The Tezos codebase makes heavy use of variant types. Consider the
following variant type:

.. code:: ocaml

    type variant = B of bool
                 | S of string

Encoding for this types can be expressed as:

.. code:: ocaml

    let variant_encoding =
      Data_encoding.(union ~tag_size:`Uint8
                       [ case
                           bool
                           (function B b -> Some b | _ -> None)
                           (fun b -> B b) ;
                         case
                           string
                           (function S s -> Some s | _ -> None)
                           (fun s -> S s) ])

This variant encoding is a bit more complicated. Let’s look at the parts
of the type:

-  We include an optimization hint to the binary encoding to inform it
   of the number of elements we expect in the tag. In most cases, we can
   use :literal:`\`Uint8`, which allows you to have up to 256 possible
   cases (default).
-  We provide a function to wrap the datatype. The encoding works by
   repeatedly trying to decode the datatype using these functions until
   one returns ``Some payload``. This payload is then encoded using the
   dataencoding specified.
-  We specify a function from the encoded type to the actual datatype.

Since the library does not provide an exhaustive check on these
constructors, the user must be careful when constructing union types to
avoid unfortunate runtime failures.

How the Dataencoding module works
---------------------------------

This section is 100% optional. You do not need to understand this
section to use the library.

The library uses GADTs to provide type-safe
serialization/de-serialization. From there, a runtime representation of
JSON objects is parsed into the type-safe version.

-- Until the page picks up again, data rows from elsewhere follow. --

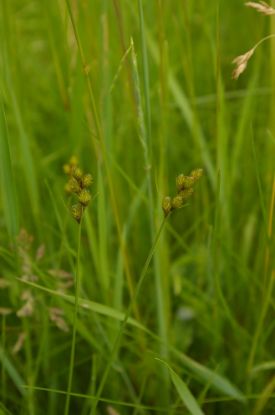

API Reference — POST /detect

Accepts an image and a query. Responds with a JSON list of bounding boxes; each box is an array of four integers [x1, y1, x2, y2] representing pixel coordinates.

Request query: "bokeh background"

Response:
[[0, 0, 275, 415]]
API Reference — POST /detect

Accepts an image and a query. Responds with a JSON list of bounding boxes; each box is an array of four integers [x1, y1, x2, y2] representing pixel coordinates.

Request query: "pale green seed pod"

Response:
[[67, 177, 81, 194], [71, 203, 83, 223], [63, 164, 71, 175], [64, 182, 72, 193], [78, 189, 92, 206], [176, 174, 195, 190], [69, 156, 78, 167], [190, 169, 203, 182], [82, 174, 93, 187], [172, 195, 184, 209], [162, 196, 172, 216], [178, 187, 194, 200]]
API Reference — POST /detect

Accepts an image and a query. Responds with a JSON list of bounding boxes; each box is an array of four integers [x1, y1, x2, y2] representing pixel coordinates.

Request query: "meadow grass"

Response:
[[0, 0, 275, 415]]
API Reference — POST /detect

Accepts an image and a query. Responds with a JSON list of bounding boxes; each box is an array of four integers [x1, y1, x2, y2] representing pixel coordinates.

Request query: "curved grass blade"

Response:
[[156, 358, 204, 415]]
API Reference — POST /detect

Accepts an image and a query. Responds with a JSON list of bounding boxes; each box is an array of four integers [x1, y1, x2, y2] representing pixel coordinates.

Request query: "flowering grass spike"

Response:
[[63, 156, 93, 223], [162, 169, 203, 216]]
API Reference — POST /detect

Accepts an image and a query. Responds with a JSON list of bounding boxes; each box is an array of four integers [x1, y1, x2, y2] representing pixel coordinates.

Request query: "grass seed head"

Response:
[[190, 169, 203, 183], [72, 167, 83, 181], [172, 194, 184, 209], [65, 177, 81, 194], [176, 174, 194, 191], [78, 189, 92, 206], [162, 196, 172, 216], [71, 203, 83, 223], [232, 48, 255, 79], [245, 1, 275, 16], [82, 174, 93, 187]]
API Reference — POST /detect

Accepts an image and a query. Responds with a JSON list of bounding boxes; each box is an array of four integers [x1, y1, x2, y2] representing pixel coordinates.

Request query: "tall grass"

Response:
[[0, 0, 275, 415]]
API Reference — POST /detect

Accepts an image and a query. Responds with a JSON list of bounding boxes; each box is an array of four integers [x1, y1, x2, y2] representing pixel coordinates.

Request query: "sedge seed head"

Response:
[[71, 203, 83, 223], [69, 156, 78, 167], [162, 196, 172, 216], [82, 174, 93, 187], [66, 177, 81, 194], [178, 187, 194, 201], [63, 163, 71, 175], [72, 167, 83, 181], [190, 169, 203, 182], [78, 189, 92, 206], [172, 194, 184, 209], [176, 174, 195, 191]]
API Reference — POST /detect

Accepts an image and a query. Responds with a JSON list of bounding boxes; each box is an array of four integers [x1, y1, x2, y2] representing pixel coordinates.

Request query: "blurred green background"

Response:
[[0, 0, 275, 415]]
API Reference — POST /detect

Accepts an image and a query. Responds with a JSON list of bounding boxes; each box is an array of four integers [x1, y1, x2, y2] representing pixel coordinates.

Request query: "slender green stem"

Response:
[[64, 222, 81, 415], [92, 216, 168, 415]]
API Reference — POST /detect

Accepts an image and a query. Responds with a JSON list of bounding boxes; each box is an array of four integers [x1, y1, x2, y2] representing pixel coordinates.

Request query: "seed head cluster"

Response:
[[162, 169, 203, 216], [63, 156, 93, 223]]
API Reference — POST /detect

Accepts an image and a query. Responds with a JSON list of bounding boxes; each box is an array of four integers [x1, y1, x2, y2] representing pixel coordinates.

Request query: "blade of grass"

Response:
[[156, 358, 204, 415]]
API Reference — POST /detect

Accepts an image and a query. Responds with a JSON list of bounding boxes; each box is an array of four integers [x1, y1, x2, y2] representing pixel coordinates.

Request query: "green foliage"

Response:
[[0, 0, 275, 415]]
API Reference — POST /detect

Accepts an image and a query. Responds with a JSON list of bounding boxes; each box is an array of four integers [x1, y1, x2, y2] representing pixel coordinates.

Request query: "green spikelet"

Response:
[[162, 196, 172, 216]]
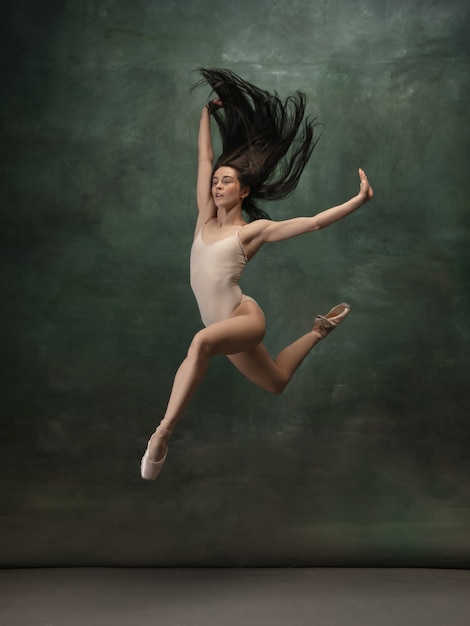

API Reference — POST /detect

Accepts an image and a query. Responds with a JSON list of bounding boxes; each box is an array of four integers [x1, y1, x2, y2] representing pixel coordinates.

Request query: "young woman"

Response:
[[141, 69, 373, 480]]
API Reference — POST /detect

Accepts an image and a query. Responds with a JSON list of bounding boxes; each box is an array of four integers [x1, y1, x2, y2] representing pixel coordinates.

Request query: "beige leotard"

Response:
[[190, 226, 254, 326]]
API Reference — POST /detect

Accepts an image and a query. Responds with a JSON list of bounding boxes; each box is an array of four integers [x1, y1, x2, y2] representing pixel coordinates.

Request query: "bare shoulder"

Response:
[[240, 219, 272, 243]]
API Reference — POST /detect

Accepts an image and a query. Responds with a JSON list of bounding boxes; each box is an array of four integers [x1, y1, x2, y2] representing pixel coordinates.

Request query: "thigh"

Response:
[[196, 300, 266, 356], [228, 343, 285, 393]]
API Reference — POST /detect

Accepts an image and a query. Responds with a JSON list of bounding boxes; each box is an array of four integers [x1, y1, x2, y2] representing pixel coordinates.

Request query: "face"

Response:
[[212, 166, 249, 209]]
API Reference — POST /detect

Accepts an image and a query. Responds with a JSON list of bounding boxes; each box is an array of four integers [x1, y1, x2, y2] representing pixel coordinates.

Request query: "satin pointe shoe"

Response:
[[312, 302, 351, 339], [140, 429, 168, 480]]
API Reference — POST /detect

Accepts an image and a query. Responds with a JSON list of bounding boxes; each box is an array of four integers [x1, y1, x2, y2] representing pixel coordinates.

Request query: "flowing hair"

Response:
[[196, 68, 319, 221]]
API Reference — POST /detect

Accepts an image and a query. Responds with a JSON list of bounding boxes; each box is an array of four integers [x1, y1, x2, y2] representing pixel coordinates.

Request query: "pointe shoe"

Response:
[[312, 302, 351, 339], [140, 426, 168, 480]]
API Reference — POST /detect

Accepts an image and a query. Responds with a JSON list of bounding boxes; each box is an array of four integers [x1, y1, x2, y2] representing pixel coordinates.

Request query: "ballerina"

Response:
[[141, 69, 373, 480]]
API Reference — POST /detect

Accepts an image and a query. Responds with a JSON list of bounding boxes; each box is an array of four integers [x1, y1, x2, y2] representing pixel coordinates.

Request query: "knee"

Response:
[[268, 378, 289, 396]]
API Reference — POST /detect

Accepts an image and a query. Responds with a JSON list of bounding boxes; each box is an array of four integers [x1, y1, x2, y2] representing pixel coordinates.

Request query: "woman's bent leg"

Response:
[[229, 304, 350, 393], [143, 303, 266, 463]]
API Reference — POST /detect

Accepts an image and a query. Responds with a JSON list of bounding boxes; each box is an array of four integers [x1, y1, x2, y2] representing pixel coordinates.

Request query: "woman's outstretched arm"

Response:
[[241, 169, 374, 251]]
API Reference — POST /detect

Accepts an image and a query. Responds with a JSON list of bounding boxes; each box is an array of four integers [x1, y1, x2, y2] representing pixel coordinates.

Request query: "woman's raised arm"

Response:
[[196, 99, 222, 230]]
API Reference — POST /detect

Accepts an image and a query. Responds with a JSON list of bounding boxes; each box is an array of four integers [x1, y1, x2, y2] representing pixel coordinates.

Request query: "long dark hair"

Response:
[[196, 68, 319, 221]]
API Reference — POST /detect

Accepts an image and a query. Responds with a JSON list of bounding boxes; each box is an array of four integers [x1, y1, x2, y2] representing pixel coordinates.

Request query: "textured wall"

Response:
[[0, 0, 470, 567]]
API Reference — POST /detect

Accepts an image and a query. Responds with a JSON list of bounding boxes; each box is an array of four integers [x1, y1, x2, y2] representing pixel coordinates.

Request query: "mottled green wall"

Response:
[[0, 0, 470, 567]]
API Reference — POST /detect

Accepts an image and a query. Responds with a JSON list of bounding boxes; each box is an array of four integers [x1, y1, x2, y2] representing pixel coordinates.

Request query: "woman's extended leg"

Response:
[[228, 304, 351, 393], [142, 303, 266, 478]]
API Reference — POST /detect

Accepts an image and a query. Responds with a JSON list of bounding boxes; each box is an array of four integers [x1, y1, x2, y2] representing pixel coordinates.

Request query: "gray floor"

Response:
[[0, 568, 470, 626]]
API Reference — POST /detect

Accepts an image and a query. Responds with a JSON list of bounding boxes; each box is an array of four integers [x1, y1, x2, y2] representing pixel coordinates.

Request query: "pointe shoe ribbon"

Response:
[[140, 429, 169, 480], [312, 302, 351, 339], [140, 446, 168, 480]]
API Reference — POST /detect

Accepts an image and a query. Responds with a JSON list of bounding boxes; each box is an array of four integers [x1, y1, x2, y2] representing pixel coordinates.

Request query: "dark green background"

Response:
[[0, 0, 470, 567]]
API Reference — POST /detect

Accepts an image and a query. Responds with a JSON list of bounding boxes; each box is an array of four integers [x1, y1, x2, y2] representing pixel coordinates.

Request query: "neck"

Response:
[[216, 204, 245, 228]]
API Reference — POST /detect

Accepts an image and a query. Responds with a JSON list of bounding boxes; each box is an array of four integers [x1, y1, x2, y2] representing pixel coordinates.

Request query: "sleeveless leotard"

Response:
[[190, 226, 254, 326]]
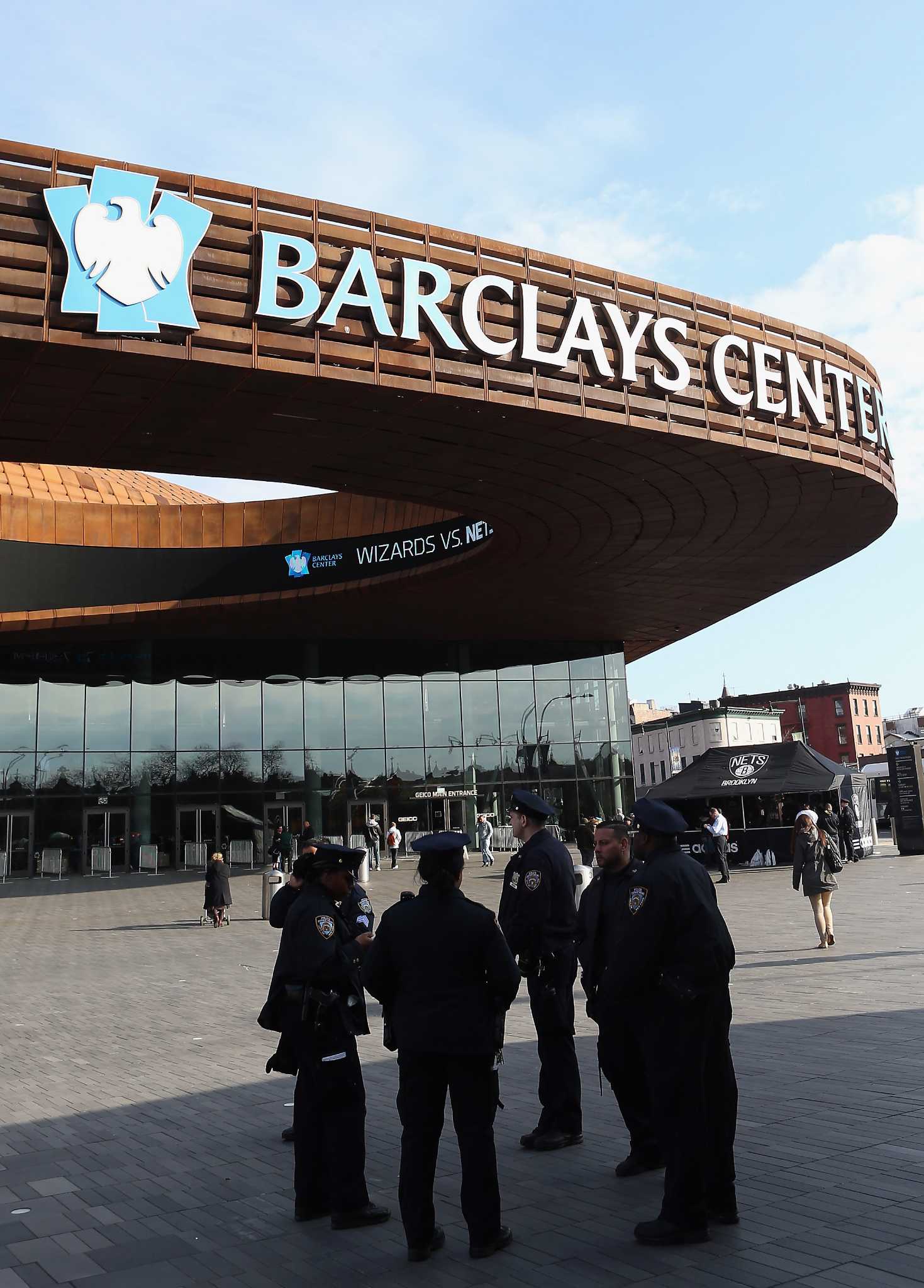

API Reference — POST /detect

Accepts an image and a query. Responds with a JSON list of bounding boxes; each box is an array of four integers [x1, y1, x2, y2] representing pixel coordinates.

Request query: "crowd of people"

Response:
[[259, 789, 738, 1261]]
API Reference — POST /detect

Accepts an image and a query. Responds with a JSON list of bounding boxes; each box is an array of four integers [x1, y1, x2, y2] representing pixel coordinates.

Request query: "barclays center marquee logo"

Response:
[[45, 165, 208, 335]]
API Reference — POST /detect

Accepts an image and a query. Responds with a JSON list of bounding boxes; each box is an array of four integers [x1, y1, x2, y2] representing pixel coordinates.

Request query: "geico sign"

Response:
[[255, 232, 892, 460]]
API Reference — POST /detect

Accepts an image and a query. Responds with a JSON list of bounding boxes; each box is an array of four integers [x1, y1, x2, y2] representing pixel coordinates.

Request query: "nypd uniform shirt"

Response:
[[498, 828, 577, 957]]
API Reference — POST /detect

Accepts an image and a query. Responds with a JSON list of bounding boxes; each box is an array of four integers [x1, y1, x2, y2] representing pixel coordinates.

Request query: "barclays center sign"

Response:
[[45, 165, 892, 460]]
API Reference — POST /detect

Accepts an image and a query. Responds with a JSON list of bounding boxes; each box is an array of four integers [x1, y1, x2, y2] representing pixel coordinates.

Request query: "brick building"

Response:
[[735, 680, 884, 765]]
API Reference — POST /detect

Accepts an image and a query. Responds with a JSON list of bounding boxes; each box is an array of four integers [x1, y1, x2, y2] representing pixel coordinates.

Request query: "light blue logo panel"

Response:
[[45, 165, 211, 335]]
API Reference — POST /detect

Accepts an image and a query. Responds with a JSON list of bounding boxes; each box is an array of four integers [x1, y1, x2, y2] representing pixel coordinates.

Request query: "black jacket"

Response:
[[498, 828, 577, 958], [577, 863, 639, 1002], [259, 882, 369, 1040], [599, 848, 735, 1011], [362, 885, 520, 1055], [203, 859, 231, 908]]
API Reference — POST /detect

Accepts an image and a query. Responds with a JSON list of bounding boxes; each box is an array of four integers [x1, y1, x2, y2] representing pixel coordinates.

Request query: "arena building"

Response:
[[0, 143, 896, 876]]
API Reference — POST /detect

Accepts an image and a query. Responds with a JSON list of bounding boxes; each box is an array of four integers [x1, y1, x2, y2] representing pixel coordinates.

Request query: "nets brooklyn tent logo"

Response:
[[45, 165, 211, 335]]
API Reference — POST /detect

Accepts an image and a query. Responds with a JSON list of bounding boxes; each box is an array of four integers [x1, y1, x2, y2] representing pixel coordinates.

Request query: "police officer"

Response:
[[260, 843, 391, 1230], [498, 787, 584, 1150], [577, 823, 664, 1179], [362, 832, 520, 1261], [269, 838, 375, 1144], [598, 799, 738, 1244]]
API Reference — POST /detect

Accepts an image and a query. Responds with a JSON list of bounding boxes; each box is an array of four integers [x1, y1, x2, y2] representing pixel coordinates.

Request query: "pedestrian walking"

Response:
[[597, 797, 738, 1244], [706, 805, 731, 885], [790, 809, 839, 948], [838, 800, 855, 863], [476, 814, 494, 868], [204, 850, 231, 930], [362, 832, 520, 1261], [259, 843, 391, 1230], [577, 823, 664, 1179], [498, 787, 584, 1150]]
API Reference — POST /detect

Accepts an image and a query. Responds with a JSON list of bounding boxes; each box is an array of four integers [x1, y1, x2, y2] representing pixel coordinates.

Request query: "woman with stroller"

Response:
[[204, 850, 231, 930], [790, 809, 840, 948]]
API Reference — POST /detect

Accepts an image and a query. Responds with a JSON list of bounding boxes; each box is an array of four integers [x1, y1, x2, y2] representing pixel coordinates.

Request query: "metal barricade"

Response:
[[228, 841, 254, 868], [183, 841, 209, 872], [90, 845, 112, 877], [38, 847, 64, 881], [138, 845, 159, 876]]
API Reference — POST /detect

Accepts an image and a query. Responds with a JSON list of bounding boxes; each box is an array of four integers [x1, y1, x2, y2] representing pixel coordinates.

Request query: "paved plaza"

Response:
[[0, 850, 924, 1288]]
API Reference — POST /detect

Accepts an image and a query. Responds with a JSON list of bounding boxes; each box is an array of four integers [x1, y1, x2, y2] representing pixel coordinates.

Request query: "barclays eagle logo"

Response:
[[286, 550, 311, 577], [45, 165, 211, 335]]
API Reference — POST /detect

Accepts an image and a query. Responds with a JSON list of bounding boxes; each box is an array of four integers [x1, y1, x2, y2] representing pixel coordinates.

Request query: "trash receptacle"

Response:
[[263, 868, 282, 921]]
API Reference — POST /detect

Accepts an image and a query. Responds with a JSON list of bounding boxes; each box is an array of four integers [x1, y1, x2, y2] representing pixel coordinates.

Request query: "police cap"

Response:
[[510, 787, 555, 818], [313, 841, 366, 876], [633, 796, 687, 836]]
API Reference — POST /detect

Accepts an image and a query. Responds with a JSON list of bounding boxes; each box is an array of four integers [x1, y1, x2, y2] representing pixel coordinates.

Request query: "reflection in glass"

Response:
[[220, 680, 263, 752], [263, 752, 306, 791], [177, 680, 218, 751], [304, 680, 344, 747], [0, 751, 35, 793], [131, 680, 177, 751], [35, 752, 84, 792], [262, 680, 304, 747], [177, 752, 218, 794], [461, 680, 500, 747], [131, 751, 177, 792], [343, 680, 386, 747], [424, 680, 461, 747], [386, 679, 424, 747], [38, 680, 86, 752], [221, 748, 263, 791], [86, 684, 131, 751], [0, 684, 38, 751], [569, 657, 606, 688], [388, 747, 424, 784], [84, 751, 131, 796]]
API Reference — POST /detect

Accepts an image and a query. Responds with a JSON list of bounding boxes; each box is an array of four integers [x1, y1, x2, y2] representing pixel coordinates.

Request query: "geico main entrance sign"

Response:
[[45, 166, 892, 460]]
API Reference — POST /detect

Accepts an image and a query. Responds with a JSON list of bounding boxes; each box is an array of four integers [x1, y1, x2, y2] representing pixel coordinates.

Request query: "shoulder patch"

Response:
[[629, 886, 648, 916], [314, 917, 334, 939]]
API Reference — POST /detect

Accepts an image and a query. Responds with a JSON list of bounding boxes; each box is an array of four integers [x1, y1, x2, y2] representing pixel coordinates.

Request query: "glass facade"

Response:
[[0, 644, 633, 876]]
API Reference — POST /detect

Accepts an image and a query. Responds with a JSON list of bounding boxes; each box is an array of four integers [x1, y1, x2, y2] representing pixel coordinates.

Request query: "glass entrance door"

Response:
[[84, 809, 129, 872], [177, 805, 218, 868], [0, 810, 32, 877]]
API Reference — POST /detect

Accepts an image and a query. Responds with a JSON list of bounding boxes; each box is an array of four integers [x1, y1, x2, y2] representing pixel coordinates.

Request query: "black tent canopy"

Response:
[[644, 742, 850, 800]]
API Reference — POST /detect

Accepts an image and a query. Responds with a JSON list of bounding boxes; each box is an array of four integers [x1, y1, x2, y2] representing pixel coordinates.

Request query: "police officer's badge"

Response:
[[629, 886, 648, 916]]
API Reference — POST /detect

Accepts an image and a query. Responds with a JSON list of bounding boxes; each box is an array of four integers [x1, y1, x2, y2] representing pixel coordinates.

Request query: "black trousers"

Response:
[[526, 948, 582, 1135], [633, 987, 738, 1226], [398, 1051, 500, 1246], [715, 836, 728, 881], [597, 1019, 661, 1158], [292, 1036, 369, 1212]]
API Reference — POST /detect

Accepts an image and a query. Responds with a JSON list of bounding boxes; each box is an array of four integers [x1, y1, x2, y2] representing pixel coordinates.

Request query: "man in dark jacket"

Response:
[[577, 823, 664, 1179], [498, 787, 584, 1150], [362, 832, 520, 1261], [598, 797, 738, 1244], [260, 845, 391, 1230]]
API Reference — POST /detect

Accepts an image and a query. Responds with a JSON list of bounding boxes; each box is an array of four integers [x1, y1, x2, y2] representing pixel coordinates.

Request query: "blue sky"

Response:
[[0, 0, 924, 714]]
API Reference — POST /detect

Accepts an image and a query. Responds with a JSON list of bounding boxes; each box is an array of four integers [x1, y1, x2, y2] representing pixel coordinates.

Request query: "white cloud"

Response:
[[753, 187, 924, 519]]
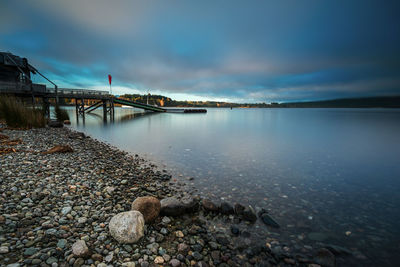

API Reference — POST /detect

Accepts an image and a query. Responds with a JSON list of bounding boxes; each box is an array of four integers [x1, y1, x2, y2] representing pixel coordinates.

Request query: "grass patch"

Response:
[[0, 96, 46, 128], [54, 105, 69, 122]]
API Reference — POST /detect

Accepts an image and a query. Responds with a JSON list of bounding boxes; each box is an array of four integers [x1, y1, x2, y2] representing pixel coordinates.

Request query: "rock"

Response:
[[46, 257, 58, 265], [160, 217, 171, 224], [61, 207, 72, 216], [0, 246, 9, 254], [24, 248, 38, 256], [132, 196, 161, 223], [169, 259, 181, 267], [234, 203, 246, 215], [260, 213, 280, 228], [105, 186, 115, 195], [154, 256, 164, 264], [72, 240, 89, 257], [242, 206, 257, 223], [57, 239, 67, 249], [201, 198, 218, 212], [325, 244, 353, 256], [231, 225, 240, 236], [192, 251, 203, 261], [42, 145, 74, 154], [181, 195, 199, 212], [47, 120, 64, 128], [161, 197, 185, 216], [314, 248, 336, 267], [178, 243, 189, 253], [73, 258, 85, 267], [92, 253, 103, 262], [104, 252, 114, 262], [220, 202, 234, 215], [175, 231, 184, 237], [109, 210, 144, 243], [308, 232, 329, 242]]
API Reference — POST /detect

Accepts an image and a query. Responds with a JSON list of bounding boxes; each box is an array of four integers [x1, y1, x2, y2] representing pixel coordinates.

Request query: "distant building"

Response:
[[0, 52, 46, 92]]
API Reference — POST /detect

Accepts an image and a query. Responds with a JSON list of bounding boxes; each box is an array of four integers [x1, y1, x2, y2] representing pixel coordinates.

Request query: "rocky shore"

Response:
[[0, 125, 344, 267]]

First we define an untyped JSON AST:

.. code:: ocaml

    type json =
      [ `O of (string * json) list
      | `Bool of bool
      | `Float of float
      | `A of json list
      | `Null
      | `String of string ]

This is then parsed into a typed AST ( we eliminate several cases for
clarity):

.. code:: ocaml

    type 'a desc =
      | Null : unit desc
      | Empty : unit desc
      | Bool : bool desc
      | Int64 : Int64.t desc
      | Float : float desc
      | Bytes : Kind.length -> MBytes.t desc
      | String : Kind.length -> string desc
      | String_enum : Kind.length * (string * 'a) list -> 'a desc
      | Array : 'a t -> 'a array desc
      | List : 'a t -> 'a list desc
      | Obj : 'a field -> 'a desc
      | Objs : Kind.t * 'a t * 'b t -> ('a * 'b) desc
      | Tup : 'a t -> 'a desc
      | Union : Kind.t * tag_size * 'a case list -> 'a desc
      | Mu : Kind.enum * string * ('a t -> 'a t) -> 'a desc
      | Conv :
          { proj : ('a -> 'b) ;
            inj : ('b -> 'a) ;
            encoding : 'b t ;
            schema : Json_schema.schema option } -> 'a desc
      | Describe :
          { title : string option ;
            description : string option ;
            encoding : 'a t } -> 'a desc
      | Def : { name : string ;
                encoding : 'a t } -> 'a desc

-  The first set of constructors define all ground types.
-  The constructors for ``Bytes``, ``String`` and ``String_enum``
   includes a length fields in order to provide safe binary
   serialization.
-  The constructors for ``Array`` and ``List`` are used by the
   combinators we saw earlier.
-  The ``Obj`` and ``Objs`` constructors create JSON objects. These are
   wrapped in the ``Conv`` constructor to remove nesting that results
   when these constructors are used naively.
-  The ``Mu`` constructor is used to create self-referential
   definitions.
-  The ``Conv`` constructor allows you to clean up a nested definition
   or compute another type from an existing one.
-  The ``Describe`` and ``Def`` constructors are used to add
   documentation

The library also provides various wrappers and convenience functions to
make constructing these objects easier. Reading the documentation in the
`mli file
<../api/odoc/tezos-data-encoding/Tezos_data_encoding/Data_encoding/index.html>`__
should orient you on how to use these functions and their purposes.